La vida de Sigmund Freud está íntimamente ligada con su propuesta teórica. Olvidar este detalle sería perder de vista la subjetividad por la cual atraviesa la propuesta freudiana; una propuesta que no considera ser legitimada por el discurso de cualquier “Amo”, una propuesta que concibe al hombre desde su más recóndita naturaleza. Las ideas de Freud siguen vigentes hoy en día, tanto para comprender la “miseria” humana como también para escuchar lo que el paciente desea saber a través de su propia palabra. El psicoanálisis como esa brújula para acceder al inconsciente, al deseo más recóndito, al sueño enigmático, al síntoma que causa malestar pero que a la vez encierra un gran significado que al comprenderse dará sentido a la existencia.

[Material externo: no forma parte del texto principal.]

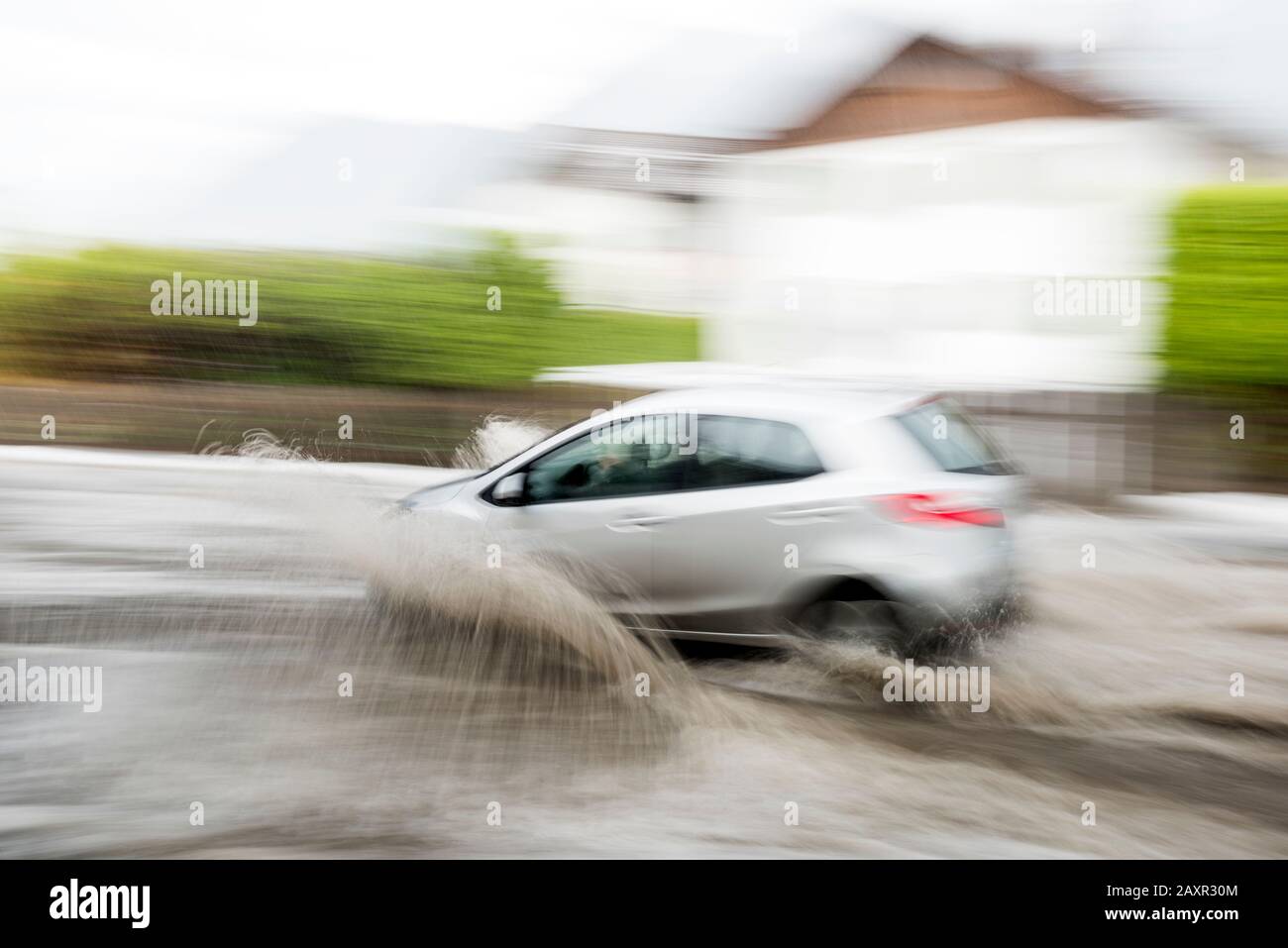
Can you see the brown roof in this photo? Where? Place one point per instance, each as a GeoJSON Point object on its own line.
{"type": "Point", "coordinates": [931, 85]}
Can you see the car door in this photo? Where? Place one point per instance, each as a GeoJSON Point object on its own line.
{"type": "Point", "coordinates": [726, 548]}
{"type": "Point", "coordinates": [590, 506]}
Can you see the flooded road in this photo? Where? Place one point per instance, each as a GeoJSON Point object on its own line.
{"type": "Point", "coordinates": [501, 714]}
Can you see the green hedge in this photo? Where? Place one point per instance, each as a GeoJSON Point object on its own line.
{"type": "Point", "coordinates": [1228, 313]}
{"type": "Point", "coordinates": [321, 320]}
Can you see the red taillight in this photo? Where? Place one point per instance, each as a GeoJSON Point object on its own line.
{"type": "Point", "coordinates": [939, 509]}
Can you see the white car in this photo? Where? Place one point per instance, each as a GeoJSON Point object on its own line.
{"type": "Point", "coordinates": [748, 513]}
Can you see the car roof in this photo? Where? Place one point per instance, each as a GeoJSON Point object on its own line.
{"type": "Point", "coordinates": [780, 402]}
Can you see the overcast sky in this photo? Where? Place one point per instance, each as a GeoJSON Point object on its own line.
{"type": "Point", "coordinates": [110, 106]}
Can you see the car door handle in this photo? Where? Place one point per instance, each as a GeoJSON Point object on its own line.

Re-significar la vida misma a través de la escucha, escuchar los propios demonios, comprender a los propios fantasmas y dejar de luchar contra ellos, reconciliarse con lo que uno es y a partir de eso construir lo que uno desea llegar a ser.

La infancia de Sigmund Freud como fiel reflejo de lo que sucede en el acto analítico. La infancia de Freud que preparó con mucho cuidado lo que a la postre lo inmortalizaría. El psicoanálisis como el legado de esa historia que comenzó a gestarse en la más pequeña y tierna infancia de Sigmund Freud.

Referencias:
Freud, Sigmund “Publicaciones prepsicoanalíticas y manuscritos inéditos en vida de Sigmund Freud” en Obras Completas Tomo I Amorrortu Ed.
Freud, Sigmund “Estudios sobre la Histeria” Obras Completas Tomo II Amorrortu Ed.
Freud, Sigmund “Presentación autobiográfica” Tomo XX Obras Completas Amorrortu Ed.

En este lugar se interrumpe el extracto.